Gli interessi dei singoli tra loro.

Pippen, proprio il simbolo di colui che si è sacrificato più di ogni altro per il bene comune, alla vigilia dell’ultimo ballo inizia a pensare solo a se stesso. “Ha sbagliato”, dice Jordan. “No”, dice Jackson, che sicuramente sa che ha sbagliato ma sa anche che un giorno ne avrà bisogno per vincere e allora si schiera, anche dopo più di vent’anni, col giocatore. Già, i giocatori, tutti scelti da Krause tranne uno: tutti hanno avuto la loro parte decisiva in quei successi.
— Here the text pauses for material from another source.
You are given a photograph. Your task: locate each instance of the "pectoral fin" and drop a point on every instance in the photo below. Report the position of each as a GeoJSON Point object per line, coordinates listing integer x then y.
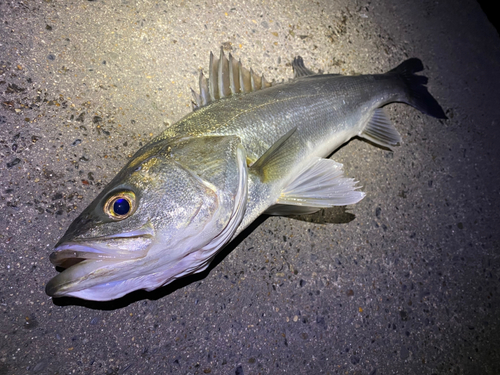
{"type": "Point", "coordinates": [321, 184]}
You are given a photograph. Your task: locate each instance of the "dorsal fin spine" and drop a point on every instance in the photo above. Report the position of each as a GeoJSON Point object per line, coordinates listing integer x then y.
{"type": "Point", "coordinates": [226, 77]}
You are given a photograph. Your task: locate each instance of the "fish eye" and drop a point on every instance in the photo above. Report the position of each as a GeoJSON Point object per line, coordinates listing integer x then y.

A tutti loro, almeno una volta, Jordan ha passato palloni decisivi. Li deve ringraziare e loro devono ringraziare lui, che trattandoli in un certo modo in allenamento, li ha sicuramente fatti migliorare. Con un sistema di gioco fatto apposta grazie a Phil Jackson, Tex Winter, a chi li ha chiamati e a chi li ha pagati.

Ecco, i Chicago Bulls sono stati un triangolo non solo in senso tecnico.

E, tra le tante cose che insegna la loro storia, ce n’è una che andrebbe sempre tenuta presente quando si parla di sport di squadra. Che non vince mai uno, anche se si chiama Michael Jordan, anche se senza quell’uno non avrebbe vinto mai. E che capire come costruirla, gestirla e farne parte è tremendamente difficile.

Confessione: Sia nel 1997 sia nel 1998 ho tifato per gli Utah Jazz, perché non mi sembrava giusto che una squadra costruita altrettanto bene, e che non era solo Stockton&Malone, non vincesse almeno una volta.